A 42-parameter RNN trains in your browser on a 3-state hidden Markov model. As it learns to predict the next token, it organizes its activations into a fractal that mirrors optimal Bayesian belief geometry.

Since then, we've extended this in several directions: explaining how attention implements belief updating under architectural constraints, deriving in-context learning from training data structure, discovering quantum and post-quantum representations in networks, and showing that transformers decompose their world models into interpretable, factored parts. The perspective and intuition we've developed provides a unique edge for interpretability. For the bigger picture, see our progress report, the FAR Seminar talk, or this recent interview.
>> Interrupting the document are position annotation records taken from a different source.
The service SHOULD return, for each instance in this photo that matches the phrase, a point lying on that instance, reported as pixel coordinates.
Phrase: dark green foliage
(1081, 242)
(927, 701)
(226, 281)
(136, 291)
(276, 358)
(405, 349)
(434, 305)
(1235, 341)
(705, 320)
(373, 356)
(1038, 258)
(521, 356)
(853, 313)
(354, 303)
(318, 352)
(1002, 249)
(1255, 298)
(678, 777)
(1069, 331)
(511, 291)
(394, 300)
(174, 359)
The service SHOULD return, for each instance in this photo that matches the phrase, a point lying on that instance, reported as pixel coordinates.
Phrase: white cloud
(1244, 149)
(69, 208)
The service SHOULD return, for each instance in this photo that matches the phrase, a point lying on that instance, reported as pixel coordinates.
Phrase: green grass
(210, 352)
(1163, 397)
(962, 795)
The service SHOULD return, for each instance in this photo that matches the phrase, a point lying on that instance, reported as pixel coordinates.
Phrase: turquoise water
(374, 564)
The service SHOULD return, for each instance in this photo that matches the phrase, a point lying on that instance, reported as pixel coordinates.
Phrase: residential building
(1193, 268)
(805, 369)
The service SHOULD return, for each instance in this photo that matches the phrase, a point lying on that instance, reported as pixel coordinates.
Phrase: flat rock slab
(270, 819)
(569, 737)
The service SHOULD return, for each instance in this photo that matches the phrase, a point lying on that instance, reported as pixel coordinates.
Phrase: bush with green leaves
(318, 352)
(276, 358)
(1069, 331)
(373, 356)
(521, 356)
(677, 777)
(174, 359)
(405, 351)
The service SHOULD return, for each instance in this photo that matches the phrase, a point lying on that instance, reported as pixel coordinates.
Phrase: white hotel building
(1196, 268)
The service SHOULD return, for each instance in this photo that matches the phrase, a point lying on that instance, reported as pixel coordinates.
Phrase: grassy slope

Our foundational result showed that transformers trained on next-token prediction spontaneously organize their activations into geometries predicted by Bayesian belief updating over hidden states of a world model. Even when trained on simple token sequences from hidden Markov models, complex fractals emerge in the residual stream, structures far removed from the surface statistics of the training data. We think of this work as providing the first steps into an understanding of what fundamentally we are training AI systems to do, and what representations we are implicitly training them to have.

In Constrained Belief Updating Explains Transformer Representations, we asked how attention implements belief updating when Bayesian inference is fundamentally recurrent. We found that attention parallelizes recurrence by decomposing belief updates spectrally across heads, and we were able to make verified predictions about embeddings, OV vectors, attention patterns, and residual stream geometry at different layers.

We've also developed a theory of in-context learning grounded in training data structure. When training data mixes multiple sources, models must infer not just what hidden state the generator is in, but which source is active. This hierarchical belief updating necessarily produces power-law loss scaling with context length and explains why induction heads emerge.

We've been asking what the most general computational framework for understanding neural network representations might be. Our initial work implied activations should lie in simplices, but we've now shown that networks discover quantum and post-quantum belief geometries when these are the minimal way to model their training data. This offers a new foundation for thinking about features, superposition, and what representations neural networks use on their own terms.

Most recently, we've shown that transformers naturally decompose their world model into interpretable parts. These factored belief representations provide an exponential-dimensional advantage, and suggest that we can understand and surgically intervene upon low-dimensional subspaces of large models.